Se Disneilend conta sull’interesse dell’attore campano Francesco Di Leva, Francesco Romano ha intenzione di girare La Casa Bianca con attori non professionisti, facendo street casting (che sarà curato da Caterina Biasiucci e Carlo Manzo). L’intenzione è quella di girare nell’autunno-inverno 2025, nei luoghi dove la storia vera ha avuto luogo, che sono anche quelli dove è nato e cresciuto il regista.

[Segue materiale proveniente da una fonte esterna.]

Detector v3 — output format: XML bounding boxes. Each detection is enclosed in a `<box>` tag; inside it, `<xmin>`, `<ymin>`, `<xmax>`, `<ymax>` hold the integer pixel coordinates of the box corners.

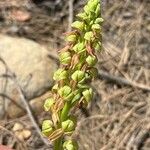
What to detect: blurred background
<box><xmin>0</xmin><ymin>0</ymin><xmax>150</xmax><ymax>150</ymax></box>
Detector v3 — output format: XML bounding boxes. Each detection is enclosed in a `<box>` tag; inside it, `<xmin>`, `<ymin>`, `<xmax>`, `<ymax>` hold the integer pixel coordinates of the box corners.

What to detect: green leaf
<box><xmin>66</xmin><ymin>34</ymin><xmax>77</xmax><ymax>42</ymax></box>
<box><xmin>71</xmin><ymin>21</ymin><xmax>84</xmax><ymax>31</ymax></box>
<box><xmin>42</xmin><ymin>120</ymin><xmax>53</xmax><ymax>136</ymax></box>
<box><xmin>71</xmin><ymin>70</ymin><xmax>85</xmax><ymax>83</ymax></box>
<box><xmin>84</xmin><ymin>31</ymin><xmax>94</xmax><ymax>41</ymax></box>
<box><xmin>82</xmin><ymin>88</ymin><xmax>93</xmax><ymax>102</ymax></box>
<box><xmin>44</xmin><ymin>98</ymin><xmax>55</xmax><ymax>111</ymax></box>
<box><xmin>53</xmin><ymin>68</ymin><xmax>67</xmax><ymax>81</ymax></box>
<box><xmin>86</xmin><ymin>55</ymin><xmax>97</xmax><ymax>67</ymax></box>
<box><xmin>63</xmin><ymin>140</ymin><xmax>78</xmax><ymax>150</ymax></box>
<box><xmin>59</xmin><ymin>52</ymin><xmax>71</xmax><ymax>65</ymax></box>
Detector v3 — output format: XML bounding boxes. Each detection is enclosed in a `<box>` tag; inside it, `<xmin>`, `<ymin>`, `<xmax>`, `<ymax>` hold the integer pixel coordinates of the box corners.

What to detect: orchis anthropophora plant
<box><xmin>42</xmin><ymin>0</ymin><xmax>103</xmax><ymax>150</ymax></box>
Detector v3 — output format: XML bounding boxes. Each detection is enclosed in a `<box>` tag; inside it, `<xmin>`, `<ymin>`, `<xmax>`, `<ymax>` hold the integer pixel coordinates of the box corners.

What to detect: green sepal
<box><xmin>53</xmin><ymin>68</ymin><xmax>67</xmax><ymax>81</ymax></box>
<box><xmin>71</xmin><ymin>21</ymin><xmax>84</xmax><ymax>31</ymax></box>
<box><xmin>71</xmin><ymin>70</ymin><xmax>85</xmax><ymax>83</ymax></box>
<box><xmin>94</xmin><ymin>18</ymin><xmax>104</xmax><ymax>24</ymax></box>
<box><xmin>76</xmin><ymin>12</ymin><xmax>88</xmax><ymax>20</ymax></box>
<box><xmin>84</xmin><ymin>31</ymin><xmax>94</xmax><ymax>41</ymax></box>
<box><xmin>71</xmin><ymin>89</ymin><xmax>82</xmax><ymax>104</ymax></box>
<box><xmin>42</xmin><ymin>120</ymin><xmax>53</xmax><ymax>136</ymax></box>
<box><xmin>92</xmin><ymin>24</ymin><xmax>101</xmax><ymax>31</ymax></box>
<box><xmin>44</xmin><ymin>98</ymin><xmax>55</xmax><ymax>111</ymax></box>
<box><xmin>72</xmin><ymin>42</ymin><xmax>86</xmax><ymax>54</ymax></box>
<box><xmin>95</xmin><ymin>4</ymin><xmax>101</xmax><ymax>17</ymax></box>
<box><xmin>82</xmin><ymin>88</ymin><xmax>93</xmax><ymax>102</ymax></box>
<box><xmin>61</xmin><ymin>117</ymin><xmax>77</xmax><ymax>132</ymax></box>
<box><xmin>87</xmin><ymin>0</ymin><xmax>98</xmax><ymax>12</ymax></box>
<box><xmin>66</xmin><ymin>34</ymin><xmax>77</xmax><ymax>42</ymax></box>
<box><xmin>52</xmin><ymin>84</ymin><xmax>58</xmax><ymax>93</ymax></box>
<box><xmin>58</xmin><ymin>85</ymin><xmax>74</xmax><ymax>101</ymax></box>
<box><xmin>59</xmin><ymin>52</ymin><xmax>71</xmax><ymax>65</ymax></box>
<box><xmin>63</xmin><ymin>140</ymin><xmax>78</xmax><ymax>150</ymax></box>
<box><xmin>86</xmin><ymin>55</ymin><xmax>97</xmax><ymax>67</ymax></box>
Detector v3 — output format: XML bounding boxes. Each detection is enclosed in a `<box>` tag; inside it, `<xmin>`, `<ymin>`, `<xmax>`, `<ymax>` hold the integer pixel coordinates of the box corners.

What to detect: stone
<box><xmin>0</xmin><ymin>35</ymin><xmax>57</xmax><ymax>118</ymax></box>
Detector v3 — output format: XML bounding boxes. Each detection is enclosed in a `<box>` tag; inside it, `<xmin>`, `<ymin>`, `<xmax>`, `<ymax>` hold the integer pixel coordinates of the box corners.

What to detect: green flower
<box><xmin>59</xmin><ymin>52</ymin><xmax>71</xmax><ymax>65</ymax></box>
<box><xmin>86</xmin><ymin>55</ymin><xmax>97</xmax><ymax>67</ymax></box>
<box><xmin>84</xmin><ymin>31</ymin><xmax>94</xmax><ymax>41</ymax></box>
<box><xmin>71</xmin><ymin>70</ymin><xmax>85</xmax><ymax>83</ymax></box>
<box><xmin>66</xmin><ymin>34</ymin><xmax>77</xmax><ymax>42</ymax></box>
<box><xmin>71</xmin><ymin>21</ymin><xmax>84</xmax><ymax>31</ymax></box>
<box><xmin>42</xmin><ymin>120</ymin><xmax>53</xmax><ymax>136</ymax></box>
<box><xmin>44</xmin><ymin>98</ymin><xmax>55</xmax><ymax>111</ymax></box>
<box><xmin>62</xmin><ymin>118</ymin><xmax>76</xmax><ymax>132</ymax></box>
<box><xmin>63</xmin><ymin>140</ymin><xmax>78</xmax><ymax>150</ymax></box>
<box><xmin>82</xmin><ymin>88</ymin><xmax>93</xmax><ymax>102</ymax></box>
<box><xmin>58</xmin><ymin>85</ymin><xmax>74</xmax><ymax>101</ymax></box>
<box><xmin>53</xmin><ymin>68</ymin><xmax>67</xmax><ymax>81</ymax></box>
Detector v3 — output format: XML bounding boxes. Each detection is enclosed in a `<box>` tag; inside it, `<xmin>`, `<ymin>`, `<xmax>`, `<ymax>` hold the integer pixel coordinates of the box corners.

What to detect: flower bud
<box><xmin>84</xmin><ymin>31</ymin><xmax>94</xmax><ymax>41</ymax></box>
<box><xmin>77</xmin><ymin>13</ymin><xmax>88</xmax><ymax>20</ymax></box>
<box><xmin>87</xmin><ymin>0</ymin><xmax>98</xmax><ymax>12</ymax></box>
<box><xmin>89</xmin><ymin>68</ymin><xmax>98</xmax><ymax>78</ymax></box>
<box><xmin>52</xmin><ymin>84</ymin><xmax>58</xmax><ymax>93</ymax></box>
<box><xmin>66</xmin><ymin>34</ymin><xmax>77</xmax><ymax>42</ymax></box>
<box><xmin>82</xmin><ymin>88</ymin><xmax>93</xmax><ymax>102</ymax></box>
<box><xmin>63</xmin><ymin>140</ymin><xmax>78</xmax><ymax>150</ymax></box>
<box><xmin>59</xmin><ymin>52</ymin><xmax>71</xmax><ymax>65</ymax></box>
<box><xmin>94</xmin><ymin>41</ymin><xmax>101</xmax><ymax>51</ymax></box>
<box><xmin>72</xmin><ymin>42</ymin><xmax>86</xmax><ymax>54</ymax></box>
<box><xmin>86</xmin><ymin>55</ymin><xmax>97</xmax><ymax>67</ymax></box>
<box><xmin>71</xmin><ymin>70</ymin><xmax>85</xmax><ymax>83</ymax></box>
<box><xmin>95</xmin><ymin>4</ymin><xmax>101</xmax><ymax>16</ymax></box>
<box><xmin>71</xmin><ymin>90</ymin><xmax>81</xmax><ymax>104</ymax></box>
<box><xmin>53</xmin><ymin>69</ymin><xmax>67</xmax><ymax>81</ymax></box>
<box><xmin>62</xmin><ymin>118</ymin><xmax>76</xmax><ymax>132</ymax></box>
<box><xmin>58</xmin><ymin>85</ymin><xmax>73</xmax><ymax>101</ymax></box>
<box><xmin>94</xmin><ymin>18</ymin><xmax>104</xmax><ymax>24</ymax></box>
<box><xmin>42</xmin><ymin>120</ymin><xmax>53</xmax><ymax>136</ymax></box>
<box><xmin>44</xmin><ymin>98</ymin><xmax>55</xmax><ymax>111</ymax></box>
<box><xmin>92</xmin><ymin>24</ymin><xmax>101</xmax><ymax>31</ymax></box>
<box><xmin>71</xmin><ymin>21</ymin><xmax>84</xmax><ymax>31</ymax></box>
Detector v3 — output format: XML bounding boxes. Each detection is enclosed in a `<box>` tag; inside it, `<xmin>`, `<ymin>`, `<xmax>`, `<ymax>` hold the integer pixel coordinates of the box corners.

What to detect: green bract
<box><xmin>58</xmin><ymin>85</ymin><xmax>73</xmax><ymax>101</ymax></box>
<box><xmin>60</xmin><ymin>52</ymin><xmax>71</xmax><ymax>65</ymax></box>
<box><xmin>86</xmin><ymin>55</ymin><xmax>97</xmax><ymax>67</ymax></box>
<box><xmin>66</xmin><ymin>34</ymin><xmax>77</xmax><ymax>42</ymax></box>
<box><xmin>71</xmin><ymin>21</ymin><xmax>84</xmax><ymax>31</ymax></box>
<box><xmin>71</xmin><ymin>70</ymin><xmax>85</xmax><ymax>83</ymax></box>
<box><xmin>42</xmin><ymin>120</ymin><xmax>53</xmax><ymax>136</ymax></box>
<box><xmin>84</xmin><ymin>31</ymin><xmax>94</xmax><ymax>41</ymax></box>
<box><xmin>44</xmin><ymin>98</ymin><xmax>55</xmax><ymax>111</ymax></box>
<box><xmin>62</xmin><ymin>119</ymin><xmax>76</xmax><ymax>132</ymax></box>
<box><xmin>63</xmin><ymin>140</ymin><xmax>78</xmax><ymax>150</ymax></box>
<box><xmin>53</xmin><ymin>68</ymin><xmax>67</xmax><ymax>81</ymax></box>
<box><xmin>42</xmin><ymin>0</ymin><xmax>103</xmax><ymax>150</ymax></box>
<box><xmin>82</xmin><ymin>88</ymin><xmax>93</xmax><ymax>102</ymax></box>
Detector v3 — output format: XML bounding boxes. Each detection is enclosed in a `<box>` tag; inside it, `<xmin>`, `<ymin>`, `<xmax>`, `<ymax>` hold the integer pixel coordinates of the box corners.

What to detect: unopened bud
<box><xmin>60</xmin><ymin>52</ymin><xmax>71</xmax><ymax>65</ymax></box>
<box><xmin>71</xmin><ymin>70</ymin><xmax>85</xmax><ymax>83</ymax></box>
<box><xmin>44</xmin><ymin>98</ymin><xmax>55</xmax><ymax>111</ymax></box>
<box><xmin>82</xmin><ymin>88</ymin><xmax>93</xmax><ymax>102</ymax></box>
<box><xmin>63</xmin><ymin>140</ymin><xmax>78</xmax><ymax>150</ymax></box>
<box><xmin>71</xmin><ymin>21</ymin><xmax>84</xmax><ymax>31</ymax></box>
<box><xmin>86</xmin><ymin>55</ymin><xmax>97</xmax><ymax>67</ymax></box>
<box><xmin>53</xmin><ymin>69</ymin><xmax>67</xmax><ymax>81</ymax></box>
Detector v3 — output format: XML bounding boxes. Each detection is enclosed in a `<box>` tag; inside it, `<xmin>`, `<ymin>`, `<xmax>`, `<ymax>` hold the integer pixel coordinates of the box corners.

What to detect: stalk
<box><xmin>42</xmin><ymin>0</ymin><xmax>103</xmax><ymax>150</ymax></box>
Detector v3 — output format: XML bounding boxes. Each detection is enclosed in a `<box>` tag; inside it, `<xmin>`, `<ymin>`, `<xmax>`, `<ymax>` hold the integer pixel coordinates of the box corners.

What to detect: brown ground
<box><xmin>0</xmin><ymin>0</ymin><xmax>150</xmax><ymax>150</ymax></box>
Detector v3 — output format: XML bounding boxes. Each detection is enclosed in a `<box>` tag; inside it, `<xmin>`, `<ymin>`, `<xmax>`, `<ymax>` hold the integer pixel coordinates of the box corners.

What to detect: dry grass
<box><xmin>0</xmin><ymin>0</ymin><xmax>150</xmax><ymax>150</ymax></box>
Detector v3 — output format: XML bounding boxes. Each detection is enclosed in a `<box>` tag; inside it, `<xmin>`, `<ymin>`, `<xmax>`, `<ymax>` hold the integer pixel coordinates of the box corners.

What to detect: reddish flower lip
<box><xmin>0</xmin><ymin>145</ymin><xmax>13</xmax><ymax>150</ymax></box>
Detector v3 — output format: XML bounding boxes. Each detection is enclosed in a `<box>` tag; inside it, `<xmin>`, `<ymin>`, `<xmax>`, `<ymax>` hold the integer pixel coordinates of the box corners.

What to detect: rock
<box><xmin>0</xmin><ymin>35</ymin><xmax>57</xmax><ymax>118</ymax></box>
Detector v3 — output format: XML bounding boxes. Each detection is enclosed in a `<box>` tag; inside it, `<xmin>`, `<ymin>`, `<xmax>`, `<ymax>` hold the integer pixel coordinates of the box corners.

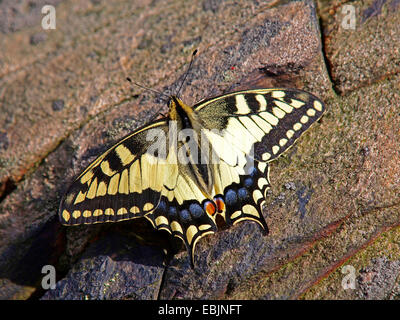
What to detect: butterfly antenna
<box><xmin>176</xmin><ymin>49</ymin><xmax>197</xmax><ymax>97</ymax></box>
<box><xmin>126</xmin><ymin>77</ymin><xmax>170</xmax><ymax>99</ymax></box>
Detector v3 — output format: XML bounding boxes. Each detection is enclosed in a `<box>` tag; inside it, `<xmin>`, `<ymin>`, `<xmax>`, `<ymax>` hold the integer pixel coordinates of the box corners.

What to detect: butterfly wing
<box><xmin>59</xmin><ymin>121</ymin><xmax>168</xmax><ymax>225</ymax></box>
<box><xmin>194</xmin><ymin>89</ymin><xmax>325</xmax><ymax>242</ymax></box>
<box><xmin>194</xmin><ymin>88</ymin><xmax>325</xmax><ymax>162</ymax></box>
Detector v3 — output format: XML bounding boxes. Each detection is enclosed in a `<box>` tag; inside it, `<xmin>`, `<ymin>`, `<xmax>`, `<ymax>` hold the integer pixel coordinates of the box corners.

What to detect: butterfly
<box><xmin>59</xmin><ymin>88</ymin><xmax>325</xmax><ymax>267</ymax></box>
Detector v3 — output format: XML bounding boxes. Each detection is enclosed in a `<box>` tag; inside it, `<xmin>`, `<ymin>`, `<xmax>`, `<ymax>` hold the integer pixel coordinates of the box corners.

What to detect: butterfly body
<box><xmin>59</xmin><ymin>89</ymin><xmax>324</xmax><ymax>265</ymax></box>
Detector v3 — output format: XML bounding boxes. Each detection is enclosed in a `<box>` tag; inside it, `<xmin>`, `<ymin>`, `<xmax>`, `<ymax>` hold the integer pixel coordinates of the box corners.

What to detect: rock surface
<box><xmin>0</xmin><ymin>0</ymin><xmax>400</xmax><ymax>299</ymax></box>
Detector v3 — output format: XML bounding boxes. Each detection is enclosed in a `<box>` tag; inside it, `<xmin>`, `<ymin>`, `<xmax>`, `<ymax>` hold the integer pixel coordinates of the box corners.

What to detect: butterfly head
<box><xmin>168</xmin><ymin>96</ymin><xmax>195</xmax><ymax>128</ymax></box>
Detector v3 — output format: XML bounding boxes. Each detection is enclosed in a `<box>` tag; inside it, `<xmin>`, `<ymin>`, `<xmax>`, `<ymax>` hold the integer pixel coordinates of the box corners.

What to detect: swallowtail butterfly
<box><xmin>59</xmin><ymin>82</ymin><xmax>325</xmax><ymax>266</ymax></box>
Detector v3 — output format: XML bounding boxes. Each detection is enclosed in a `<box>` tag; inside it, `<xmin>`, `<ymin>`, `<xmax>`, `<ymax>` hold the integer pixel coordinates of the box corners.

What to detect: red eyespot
<box><xmin>204</xmin><ymin>201</ymin><xmax>216</xmax><ymax>216</ymax></box>
<box><xmin>214</xmin><ymin>197</ymin><xmax>225</xmax><ymax>213</ymax></box>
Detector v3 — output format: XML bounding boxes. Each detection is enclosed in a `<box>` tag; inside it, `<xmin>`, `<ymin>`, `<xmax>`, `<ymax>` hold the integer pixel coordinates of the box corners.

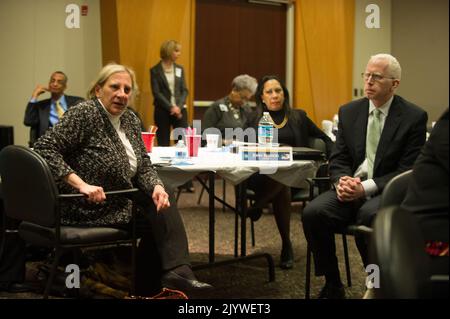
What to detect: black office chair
<box><xmin>0</xmin><ymin>145</ymin><xmax>138</xmax><ymax>299</ymax></box>
<box><xmin>291</xmin><ymin>138</ymin><xmax>330</xmax><ymax>207</ymax></box>
<box><xmin>369</xmin><ymin>170</ymin><xmax>449</xmax><ymax>299</ymax></box>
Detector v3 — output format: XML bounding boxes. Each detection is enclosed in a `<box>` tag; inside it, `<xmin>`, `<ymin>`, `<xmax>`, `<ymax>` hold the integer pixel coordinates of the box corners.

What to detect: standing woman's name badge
<box><xmin>219</xmin><ymin>104</ymin><xmax>228</xmax><ymax>112</ymax></box>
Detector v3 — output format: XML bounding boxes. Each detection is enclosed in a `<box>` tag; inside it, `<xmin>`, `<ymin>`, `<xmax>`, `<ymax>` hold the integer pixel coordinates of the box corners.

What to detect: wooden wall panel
<box><xmin>294</xmin><ymin>0</ymin><xmax>354</xmax><ymax>125</ymax></box>
<box><xmin>103</xmin><ymin>0</ymin><xmax>195</xmax><ymax>131</ymax></box>
<box><xmin>195</xmin><ymin>0</ymin><xmax>286</xmax><ymax>102</ymax></box>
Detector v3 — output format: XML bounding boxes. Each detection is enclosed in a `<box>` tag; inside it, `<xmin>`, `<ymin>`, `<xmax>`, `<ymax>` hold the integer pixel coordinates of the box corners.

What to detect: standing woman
<box><xmin>150</xmin><ymin>40</ymin><xmax>188</xmax><ymax>146</ymax></box>
<box><xmin>248</xmin><ymin>75</ymin><xmax>333</xmax><ymax>269</ymax></box>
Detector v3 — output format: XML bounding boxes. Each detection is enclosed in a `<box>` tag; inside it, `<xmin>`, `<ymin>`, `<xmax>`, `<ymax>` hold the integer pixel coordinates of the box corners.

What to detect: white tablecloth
<box><xmin>149</xmin><ymin>147</ymin><xmax>318</xmax><ymax>187</ymax></box>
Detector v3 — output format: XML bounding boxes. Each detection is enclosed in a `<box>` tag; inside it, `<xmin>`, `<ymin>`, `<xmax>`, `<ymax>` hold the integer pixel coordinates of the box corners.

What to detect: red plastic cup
<box><xmin>186</xmin><ymin>135</ymin><xmax>202</xmax><ymax>157</ymax></box>
<box><xmin>142</xmin><ymin>132</ymin><xmax>155</xmax><ymax>153</ymax></box>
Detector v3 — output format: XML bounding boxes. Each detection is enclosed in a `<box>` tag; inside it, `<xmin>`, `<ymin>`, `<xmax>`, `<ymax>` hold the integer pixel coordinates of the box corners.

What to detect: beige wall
<box><xmin>392</xmin><ymin>0</ymin><xmax>449</xmax><ymax>122</ymax></box>
<box><xmin>293</xmin><ymin>0</ymin><xmax>355</xmax><ymax>125</ymax></box>
<box><xmin>0</xmin><ymin>0</ymin><xmax>101</xmax><ymax>145</ymax></box>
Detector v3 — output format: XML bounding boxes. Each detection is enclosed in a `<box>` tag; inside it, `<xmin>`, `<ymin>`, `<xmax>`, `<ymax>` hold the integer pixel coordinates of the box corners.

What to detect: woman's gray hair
<box><xmin>159</xmin><ymin>40</ymin><xmax>181</xmax><ymax>60</ymax></box>
<box><xmin>231</xmin><ymin>74</ymin><xmax>258</xmax><ymax>95</ymax></box>
<box><xmin>88</xmin><ymin>63</ymin><xmax>139</xmax><ymax>101</ymax></box>
<box><xmin>369</xmin><ymin>53</ymin><xmax>402</xmax><ymax>80</ymax></box>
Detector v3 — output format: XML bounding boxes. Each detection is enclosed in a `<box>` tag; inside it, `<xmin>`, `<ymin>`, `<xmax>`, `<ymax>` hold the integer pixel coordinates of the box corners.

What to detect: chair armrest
<box><xmin>347</xmin><ymin>225</ymin><xmax>373</xmax><ymax>234</ymax></box>
<box><xmin>58</xmin><ymin>188</ymin><xmax>139</xmax><ymax>199</ymax></box>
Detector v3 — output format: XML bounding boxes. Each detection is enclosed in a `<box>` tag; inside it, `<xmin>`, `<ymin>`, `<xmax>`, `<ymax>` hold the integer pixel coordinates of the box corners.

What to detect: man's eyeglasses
<box><xmin>361</xmin><ymin>72</ymin><xmax>395</xmax><ymax>82</ymax></box>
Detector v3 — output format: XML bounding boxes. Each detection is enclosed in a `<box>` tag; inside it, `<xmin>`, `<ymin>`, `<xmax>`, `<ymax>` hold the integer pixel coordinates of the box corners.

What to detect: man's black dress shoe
<box><xmin>280</xmin><ymin>244</ymin><xmax>294</xmax><ymax>269</ymax></box>
<box><xmin>161</xmin><ymin>271</ymin><xmax>213</xmax><ymax>292</ymax></box>
<box><xmin>318</xmin><ymin>283</ymin><xmax>345</xmax><ymax>299</ymax></box>
<box><xmin>239</xmin><ymin>207</ymin><xmax>263</xmax><ymax>222</ymax></box>
<box><xmin>0</xmin><ymin>282</ymin><xmax>36</xmax><ymax>293</ymax></box>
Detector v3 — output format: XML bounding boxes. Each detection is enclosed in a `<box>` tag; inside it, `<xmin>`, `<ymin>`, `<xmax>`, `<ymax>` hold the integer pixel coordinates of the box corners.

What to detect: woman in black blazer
<box><xmin>150</xmin><ymin>40</ymin><xmax>188</xmax><ymax>146</ymax></box>
<box><xmin>248</xmin><ymin>76</ymin><xmax>333</xmax><ymax>269</ymax></box>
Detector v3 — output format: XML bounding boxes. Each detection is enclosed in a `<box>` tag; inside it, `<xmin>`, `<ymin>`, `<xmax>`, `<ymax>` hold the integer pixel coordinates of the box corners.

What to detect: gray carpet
<box><xmin>0</xmin><ymin>180</ymin><xmax>366</xmax><ymax>299</ymax></box>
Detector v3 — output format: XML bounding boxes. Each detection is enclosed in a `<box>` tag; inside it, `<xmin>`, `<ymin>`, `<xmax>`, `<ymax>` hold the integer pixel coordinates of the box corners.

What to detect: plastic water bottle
<box><xmin>175</xmin><ymin>140</ymin><xmax>187</xmax><ymax>160</ymax></box>
<box><xmin>331</xmin><ymin>114</ymin><xmax>339</xmax><ymax>136</ymax></box>
<box><xmin>258</xmin><ymin>112</ymin><xmax>273</xmax><ymax>145</ymax></box>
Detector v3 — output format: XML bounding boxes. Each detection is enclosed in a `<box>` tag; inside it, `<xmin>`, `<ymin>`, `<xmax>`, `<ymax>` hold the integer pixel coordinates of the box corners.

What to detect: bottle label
<box><xmin>258</xmin><ymin>124</ymin><xmax>273</xmax><ymax>144</ymax></box>
<box><xmin>175</xmin><ymin>150</ymin><xmax>187</xmax><ymax>158</ymax></box>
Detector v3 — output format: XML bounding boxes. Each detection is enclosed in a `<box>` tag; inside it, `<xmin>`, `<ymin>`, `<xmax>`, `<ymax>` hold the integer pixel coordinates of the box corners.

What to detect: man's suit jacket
<box><xmin>150</xmin><ymin>62</ymin><xmax>188</xmax><ymax>112</ymax></box>
<box><xmin>402</xmin><ymin>109</ymin><xmax>449</xmax><ymax>214</ymax></box>
<box><xmin>330</xmin><ymin>95</ymin><xmax>428</xmax><ymax>192</ymax></box>
<box><xmin>23</xmin><ymin>95</ymin><xmax>83</xmax><ymax>146</ymax></box>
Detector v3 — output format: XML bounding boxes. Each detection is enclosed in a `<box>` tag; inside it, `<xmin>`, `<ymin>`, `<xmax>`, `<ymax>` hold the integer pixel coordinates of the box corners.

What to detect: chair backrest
<box><xmin>0</xmin><ymin>145</ymin><xmax>59</xmax><ymax>227</ymax></box>
<box><xmin>370</xmin><ymin>205</ymin><xmax>431</xmax><ymax>298</ymax></box>
<box><xmin>380</xmin><ymin>170</ymin><xmax>412</xmax><ymax>207</ymax></box>
<box><xmin>308</xmin><ymin>137</ymin><xmax>327</xmax><ymax>154</ymax></box>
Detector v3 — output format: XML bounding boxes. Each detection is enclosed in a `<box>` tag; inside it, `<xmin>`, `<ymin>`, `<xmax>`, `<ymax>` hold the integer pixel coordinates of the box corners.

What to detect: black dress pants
<box><xmin>127</xmin><ymin>186</ymin><xmax>190</xmax><ymax>296</ymax></box>
<box><xmin>302</xmin><ymin>190</ymin><xmax>381</xmax><ymax>276</ymax></box>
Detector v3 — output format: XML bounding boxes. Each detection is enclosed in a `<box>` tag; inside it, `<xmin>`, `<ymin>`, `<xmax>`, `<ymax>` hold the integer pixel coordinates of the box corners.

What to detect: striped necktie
<box><xmin>56</xmin><ymin>100</ymin><xmax>65</xmax><ymax>119</ymax></box>
<box><xmin>366</xmin><ymin>109</ymin><xmax>381</xmax><ymax>179</ymax></box>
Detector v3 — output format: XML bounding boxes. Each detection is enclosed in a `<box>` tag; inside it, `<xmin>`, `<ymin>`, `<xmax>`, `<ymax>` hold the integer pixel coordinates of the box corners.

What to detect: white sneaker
<box><xmin>362</xmin><ymin>288</ymin><xmax>375</xmax><ymax>299</ymax></box>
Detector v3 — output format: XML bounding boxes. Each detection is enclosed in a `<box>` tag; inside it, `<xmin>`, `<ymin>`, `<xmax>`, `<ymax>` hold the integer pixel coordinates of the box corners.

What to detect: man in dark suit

Gli altri progetti italiani di Boost IT Lab sono: Incomparable diretto da Stefano Croci e prodotto da Stefano Migliore di Caucaso (Bologna), ritratto intimo della relazione fra un anziano trafficante di d’amante e la figlia adottata, che combina elementi di family drama con un approccio arthouse e sarà girato fra l’Italia, la Francia ed un altro paese europeo, (“Siamo nella fase iniziale dello sviluppo e inizieremo a richiedere fondi, anche a Regione Piemonte, da dicembre”); Pryvit Europe documentario creativo coming of age di Michele Aiello, prodotto da Zalab Film che accende i riflettori su alcune ballerine e ballerini adolescenti ucraini che, dopo l’inizio della guerra, continuano a frequentare accademie di danza fuori dal loro paese: fra queste, anche la Scala di Milano. E ancora, The Fires (I fuochi) – secondo lungometraggio (esordio alla finzione) di Fabio Bobbio, prodotto da Chiara Andrich di Ginko Film, la storia di Michele, sorvegliante notturno di una fabbrica che chiude all’improvviso mettendolo di fronte alla necessità di affrontare le conseguenze della radicalizzazione delle tensioni in un contesto post-rurale e post-industriale.